The recent comments widget is probably doing things the wrong way around. Is it caching the returned values ? Does it matter if the recent comments widget is based on data that is.. say 2 minutes old ?

I really don't agree with your performance bottlenecks. I run several sites much larger (at-least 20x traffic per day) and granted that they do not all run Wordpress, I know from experience that your system should not be grinding to a halt with just 50k daily uniques.

Even imagining that the comments lookup is like "get all comments for post ID, 2966 --" - that can't possibly be slow enough to destroy your entire server setup. Maybe you just need more RAM ?

Get a dedicated box and get someone to optimize it. If your entire database can be in RAM (Get a box with 16GB of RAM ?), that should work well. That won't cost you $250/month even.

EDIT: I see from another post: As Sean, my head SysAdmin wrote on a ticket to you, some of your pages were performing a sort on 188590 rows in memory each time.
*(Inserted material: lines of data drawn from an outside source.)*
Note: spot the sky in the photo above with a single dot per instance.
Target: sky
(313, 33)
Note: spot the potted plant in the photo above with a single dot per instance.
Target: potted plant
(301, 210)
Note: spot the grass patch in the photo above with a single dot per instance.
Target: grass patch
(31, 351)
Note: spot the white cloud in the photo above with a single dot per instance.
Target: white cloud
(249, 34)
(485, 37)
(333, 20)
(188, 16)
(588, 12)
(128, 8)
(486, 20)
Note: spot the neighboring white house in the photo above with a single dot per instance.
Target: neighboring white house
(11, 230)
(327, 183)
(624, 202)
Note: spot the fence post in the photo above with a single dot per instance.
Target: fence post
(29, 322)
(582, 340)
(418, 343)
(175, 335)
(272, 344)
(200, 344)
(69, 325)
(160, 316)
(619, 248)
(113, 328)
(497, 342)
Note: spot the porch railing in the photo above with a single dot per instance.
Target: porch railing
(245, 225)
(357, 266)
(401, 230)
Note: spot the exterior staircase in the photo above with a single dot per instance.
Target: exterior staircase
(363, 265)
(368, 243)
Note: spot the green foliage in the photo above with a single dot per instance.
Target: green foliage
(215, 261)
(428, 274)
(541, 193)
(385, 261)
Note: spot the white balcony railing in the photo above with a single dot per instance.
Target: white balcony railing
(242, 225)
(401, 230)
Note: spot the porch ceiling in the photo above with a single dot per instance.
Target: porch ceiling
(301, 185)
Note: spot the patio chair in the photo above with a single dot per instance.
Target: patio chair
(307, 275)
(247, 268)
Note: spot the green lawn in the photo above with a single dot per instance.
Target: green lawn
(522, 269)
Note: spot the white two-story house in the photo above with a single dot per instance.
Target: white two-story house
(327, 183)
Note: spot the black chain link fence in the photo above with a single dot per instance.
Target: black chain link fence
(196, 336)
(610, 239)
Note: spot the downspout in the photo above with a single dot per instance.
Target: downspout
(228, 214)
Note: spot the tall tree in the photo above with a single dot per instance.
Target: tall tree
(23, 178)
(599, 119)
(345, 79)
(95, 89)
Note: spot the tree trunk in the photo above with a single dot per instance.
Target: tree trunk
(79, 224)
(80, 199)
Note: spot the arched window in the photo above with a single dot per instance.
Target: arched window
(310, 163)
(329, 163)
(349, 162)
Was that the recent comments widget doing that ? Well, that can be fixed with some clever caching or even a clever fetch technique!

Is that necessary for every load ? Do you have a particular blog post with that many comments ? The right way to go about that would be to pick out comments for a particular post and then sort them - query-wise. Again, your WP install probably needs some (much needed) tuning.

I understand your desire to have someone else worry about your servers, but someone also (apparently) has to worry about your code, and as I understand right now - that person is you. Well, you could definitely make some code level improvements and save on the 'server management' department.

2 comments

I think it may be this "widget" (I don't know the WP ecosystem, but this seems reasonable): http://wordpress.org/extend/plugins/recent-comments-widget-w...

I only see one query in there: $comments = $wpdb->get_results("SELECT $wpdb->comments.* FROM $wpdb->comments JOIN $wpdb->posts ON $wpdb->posts.ID = $wpdb->comments.comment_post_ID WHERE comment_approved = '1' AND post_status = 'publish' ORDER BY comment_date_gmt DESC LIMIT 150");

I'm not sure why they are fetching 150 (why would you use that many?) but this query could be slow if you have many posts and many comments. Also, the goofy thing is that they are wiping out the cache every time and regenerating it instead of (say) incrementally adding to it.

I'd re-write it with an exists, which may help performance instead of a join (I've seen MySQL be pretty dumb with joins when you basically want an exists):

SELECT whatever FROM comments WHERE EXISTS( SELECT * FROM posts WHERE ... ) AND comment_approved = 1 ORDER BY LIMIT xx

In this case, MySQL may be having a problem where it can't read a multi-column index on post_id and comment_date_gmt DESC (I'm not sure if you can specify ordering in MySQL indexes, been a while), thus it's basically doing an in-memory sort of every approved comment (on a published post, which is likely all of them) in the system, which in his case was about ~200K. This could definitely take several seconds if there isn't enough memory to do it all at once (lots of swapping).

Personally, I'd try and modify the logic to be more conducive to indexing - do you really care if a comment was on a post that you made 10 years ago? MySQL also (IIRC) doesn't have bitmap indexes, so that "comment_approved" thing may or may not invalidate an index usage unless you add it to the index.

I'd probably do something like: the "n" (where n is < 150) most recent comments to a post made within the last n number of days, so you can really cut down on the number of rows you need to sort.

I don't think that it's unreasonable to expect that a mainline piece of code (the Recent Comments widget) should work well on a service dedicated to running the mainline code.

But as I said elsewhere, the performance thing is just the straw that broke the camel's back.